Фофанов, не дожидаясь утра, бросился навещать жену.

В больнице его встретил дежурный врач.

– Скажите, доктор, здесь лежит такая-то? – обратился к нему Фофанов.

– Здесь.

– Каково ее положение? Что с ней?

– Ничего серьезного, господин поручик, у нее осложнение после аборта, уже проходит…

Поручик взревел от гнева и боли:

– Не может быть, доктор! Вы, наверное, перепутали! Я муж, я два года не был дома…

Смущенный доктор молча протянул офицеру «скорбный лист».

– Вот диагноз, история болезни.

Фофанов ворвался в женскую палату, отыскал жену и сонную пригвоздил тремя выстрелами из нагана к койке. А затем пошел заявлять властям об убийстве.

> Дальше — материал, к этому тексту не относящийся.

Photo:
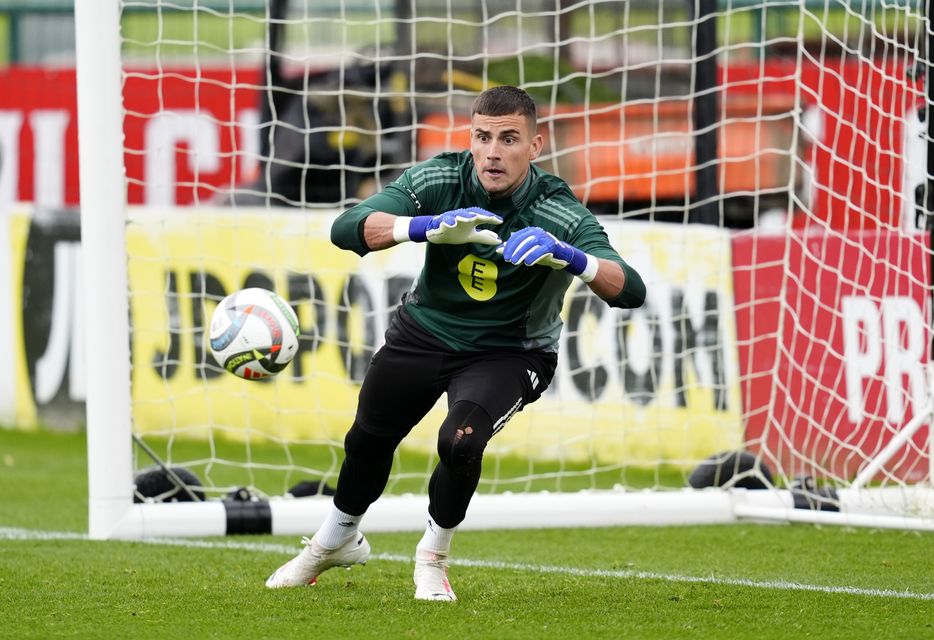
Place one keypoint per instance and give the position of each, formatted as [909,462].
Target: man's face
[502,149]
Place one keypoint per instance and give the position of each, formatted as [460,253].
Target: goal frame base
[874,508]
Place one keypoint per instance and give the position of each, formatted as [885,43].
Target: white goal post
[762,164]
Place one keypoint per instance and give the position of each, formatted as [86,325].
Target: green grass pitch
[744,581]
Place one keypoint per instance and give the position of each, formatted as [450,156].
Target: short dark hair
[505,100]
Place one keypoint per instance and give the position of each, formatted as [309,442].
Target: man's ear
[537,143]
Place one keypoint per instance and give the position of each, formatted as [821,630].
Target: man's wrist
[590,270]
[406,229]
[582,265]
[400,229]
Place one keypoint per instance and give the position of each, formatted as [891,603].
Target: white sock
[437,539]
[338,527]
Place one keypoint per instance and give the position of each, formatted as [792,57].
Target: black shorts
[413,368]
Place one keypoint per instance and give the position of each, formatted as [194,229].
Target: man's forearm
[377,231]
[609,281]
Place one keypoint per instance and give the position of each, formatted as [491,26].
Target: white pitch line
[622,574]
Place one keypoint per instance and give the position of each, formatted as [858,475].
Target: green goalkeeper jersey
[467,295]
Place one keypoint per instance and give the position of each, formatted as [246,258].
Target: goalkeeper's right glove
[451,227]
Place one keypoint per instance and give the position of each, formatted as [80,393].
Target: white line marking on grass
[623,574]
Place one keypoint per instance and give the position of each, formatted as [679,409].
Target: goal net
[761,164]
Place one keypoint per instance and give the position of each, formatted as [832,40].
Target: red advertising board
[833,333]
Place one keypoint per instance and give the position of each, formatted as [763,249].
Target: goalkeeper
[504,239]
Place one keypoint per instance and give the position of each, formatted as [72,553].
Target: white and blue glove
[451,227]
[533,245]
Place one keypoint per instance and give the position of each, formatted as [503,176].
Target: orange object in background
[645,151]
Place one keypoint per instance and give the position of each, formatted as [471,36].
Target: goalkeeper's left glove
[533,245]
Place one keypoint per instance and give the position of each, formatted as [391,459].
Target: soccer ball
[254,333]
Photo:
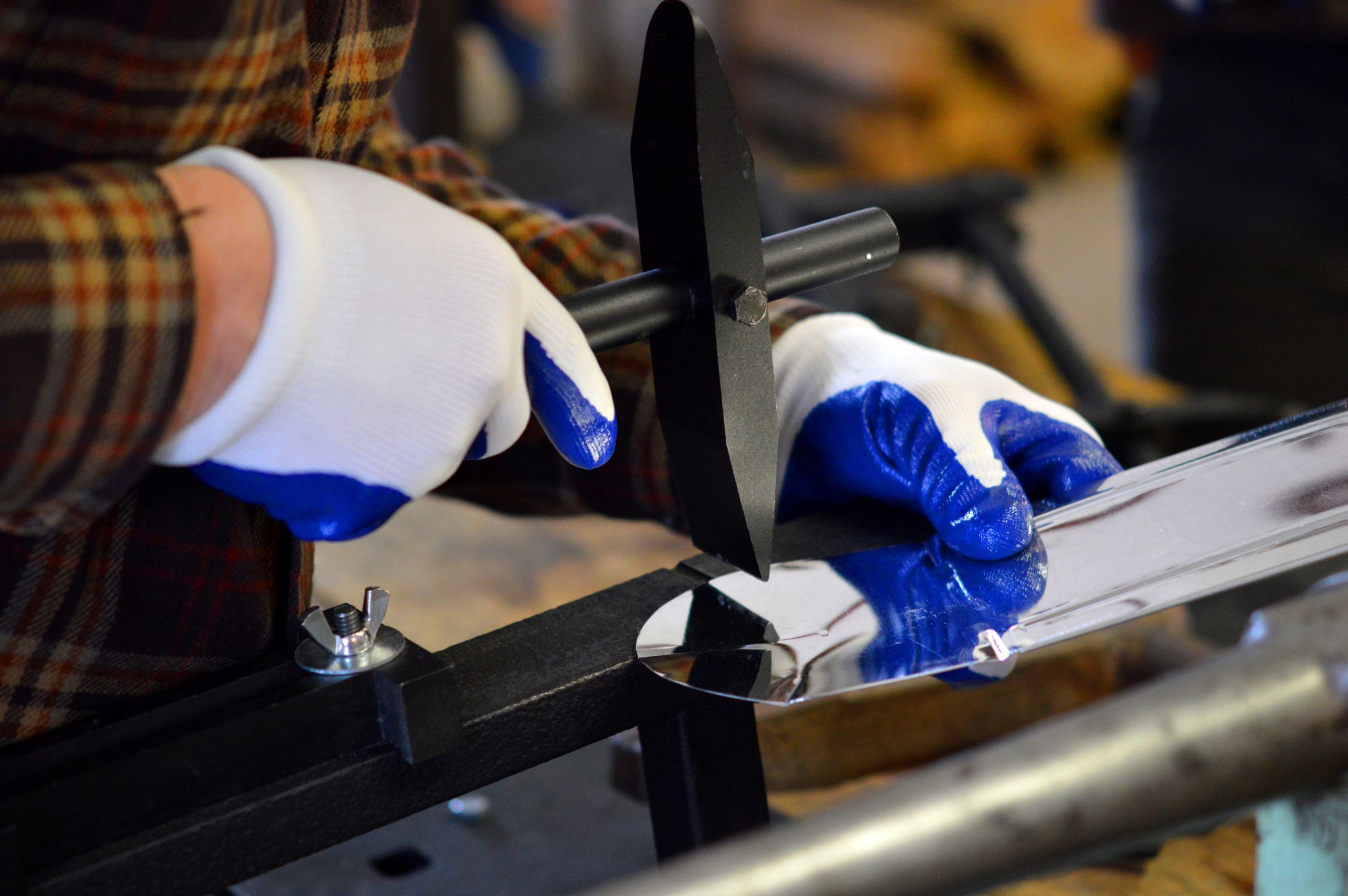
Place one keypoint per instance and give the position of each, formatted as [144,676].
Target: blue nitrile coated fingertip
[879,441]
[317,507]
[932,602]
[576,428]
[478,450]
[1056,462]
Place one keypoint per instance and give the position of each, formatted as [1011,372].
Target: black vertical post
[704,775]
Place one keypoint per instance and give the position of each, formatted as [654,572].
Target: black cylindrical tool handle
[633,309]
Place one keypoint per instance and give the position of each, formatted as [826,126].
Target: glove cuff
[286,321]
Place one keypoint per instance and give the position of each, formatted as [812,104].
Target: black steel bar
[704,775]
[991,240]
[220,783]
[828,252]
[832,251]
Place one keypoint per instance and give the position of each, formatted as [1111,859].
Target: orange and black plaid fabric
[118,578]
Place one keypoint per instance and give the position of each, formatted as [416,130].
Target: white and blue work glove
[869,414]
[401,338]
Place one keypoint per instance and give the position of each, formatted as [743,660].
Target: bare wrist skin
[232,263]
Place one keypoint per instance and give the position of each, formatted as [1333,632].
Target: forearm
[232,263]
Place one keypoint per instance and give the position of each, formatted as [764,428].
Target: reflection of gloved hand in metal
[867,414]
[932,602]
[400,338]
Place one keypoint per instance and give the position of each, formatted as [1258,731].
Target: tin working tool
[703,300]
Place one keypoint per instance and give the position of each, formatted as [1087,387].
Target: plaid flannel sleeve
[567,255]
[96,316]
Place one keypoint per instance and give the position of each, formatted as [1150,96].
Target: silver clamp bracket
[344,640]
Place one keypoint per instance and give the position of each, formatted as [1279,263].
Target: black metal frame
[227,779]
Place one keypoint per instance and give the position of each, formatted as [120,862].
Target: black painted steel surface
[234,778]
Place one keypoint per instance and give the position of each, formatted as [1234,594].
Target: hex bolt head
[750,306]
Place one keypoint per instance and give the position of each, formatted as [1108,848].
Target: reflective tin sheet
[1228,514]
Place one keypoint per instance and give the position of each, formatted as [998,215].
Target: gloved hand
[401,338]
[932,602]
[869,414]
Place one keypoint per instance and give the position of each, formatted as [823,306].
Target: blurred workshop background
[1071,220]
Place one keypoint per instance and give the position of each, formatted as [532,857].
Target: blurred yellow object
[908,90]
[1003,341]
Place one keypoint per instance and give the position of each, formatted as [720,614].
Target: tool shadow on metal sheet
[1256,510]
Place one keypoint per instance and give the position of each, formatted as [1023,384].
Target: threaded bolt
[345,620]
[750,306]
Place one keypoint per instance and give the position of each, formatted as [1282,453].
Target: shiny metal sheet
[1215,518]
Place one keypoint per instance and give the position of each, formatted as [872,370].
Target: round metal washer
[389,644]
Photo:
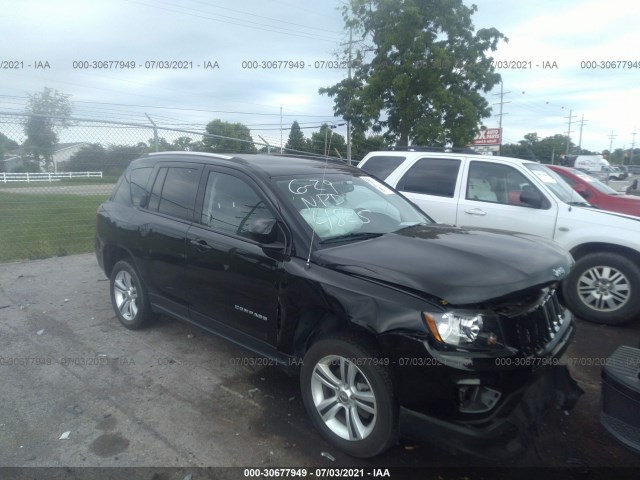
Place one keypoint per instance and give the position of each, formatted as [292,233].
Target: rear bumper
[509,430]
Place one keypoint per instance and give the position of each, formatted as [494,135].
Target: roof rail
[417,148]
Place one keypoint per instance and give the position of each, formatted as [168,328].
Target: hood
[459,265]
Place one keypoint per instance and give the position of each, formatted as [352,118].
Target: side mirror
[582,191]
[144,200]
[263,230]
[531,197]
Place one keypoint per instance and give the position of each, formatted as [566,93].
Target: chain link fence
[52,184]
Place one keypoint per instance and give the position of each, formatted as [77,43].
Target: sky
[62,35]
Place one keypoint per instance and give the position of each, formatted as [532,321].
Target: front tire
[348,393]
[603,288]
[128,296]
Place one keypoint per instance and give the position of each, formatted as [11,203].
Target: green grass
[42,225]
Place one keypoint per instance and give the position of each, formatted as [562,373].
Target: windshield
[349,206]
[556,184]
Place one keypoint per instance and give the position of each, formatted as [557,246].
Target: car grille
[538,326]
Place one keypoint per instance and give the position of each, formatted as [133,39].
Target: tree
[48,111]
[225,145]
[90,157]
[296,138]
[428,68]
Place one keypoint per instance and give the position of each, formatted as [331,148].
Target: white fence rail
[45,177]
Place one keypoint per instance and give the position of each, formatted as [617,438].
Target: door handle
[476,211]
[200,245]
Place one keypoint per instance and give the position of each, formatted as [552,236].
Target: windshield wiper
[351,236]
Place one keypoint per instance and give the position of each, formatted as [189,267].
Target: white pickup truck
[484,191]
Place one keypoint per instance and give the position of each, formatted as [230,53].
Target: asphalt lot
[173,396]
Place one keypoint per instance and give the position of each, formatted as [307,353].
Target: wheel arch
[112,254]
[600,247]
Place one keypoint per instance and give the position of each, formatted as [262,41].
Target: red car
[597,193]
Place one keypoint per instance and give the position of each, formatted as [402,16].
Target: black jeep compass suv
[396,325]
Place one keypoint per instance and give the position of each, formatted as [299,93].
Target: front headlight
[463,329]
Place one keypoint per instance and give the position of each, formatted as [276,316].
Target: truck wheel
[128,296]
[601,288]
[348,393]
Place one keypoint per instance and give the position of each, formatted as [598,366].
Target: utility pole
[502,92]
[281,151]
[350,43]
[566,152]
[611,137]
[155,132]
[581,125]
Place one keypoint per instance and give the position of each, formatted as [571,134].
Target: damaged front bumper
[510,428]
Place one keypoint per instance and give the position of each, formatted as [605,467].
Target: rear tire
[128,296]
[348,393]
[603,288]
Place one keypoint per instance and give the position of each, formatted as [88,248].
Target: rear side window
[131,189]
[139,180]
[431,176]
[231,204]
[174,192]
[382,166]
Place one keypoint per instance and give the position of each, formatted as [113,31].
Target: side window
[154,198]
[139,179]
[230,205]
[121,192]
[495,183]
[382,166]
[431,176]
[174,191]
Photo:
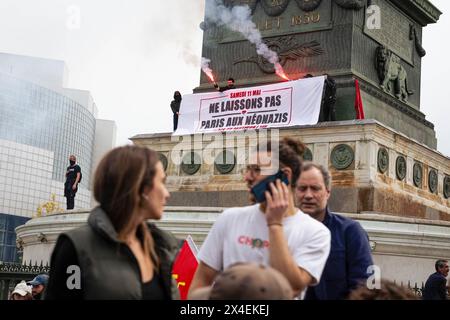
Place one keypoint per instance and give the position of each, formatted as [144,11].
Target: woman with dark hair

Его арестовали. Предстоит суд. Прислал в полк письмо. Просит офицеров о помощи.

В полку поручик Фофанов популярен как «боевой» офицер.

Составили длинную телеграмму с перечнем всех боевых заслуг Фофанова и послали в несколько адресов.

Сочувствие всех офицеров явно на стороне Фофанова.

– Из-за какой-то паршивой бабы лучший офицер на каторгу пойдет.

– Каждый из пас поступил бы так.

– Он тут кровь проливал, а она от абортов лечится.

Особенно возмущается прапорщик Змиев:

– Я бы не так сделал. Я бы сначала выпытал у нее, от кого забеременела, потом пришил бы ее и пошел к «своячку». Если он военный – на дуэль, пожалуйте. Если шпак – просто стукнул бы из нагана без лишних разговоров – и делу конец.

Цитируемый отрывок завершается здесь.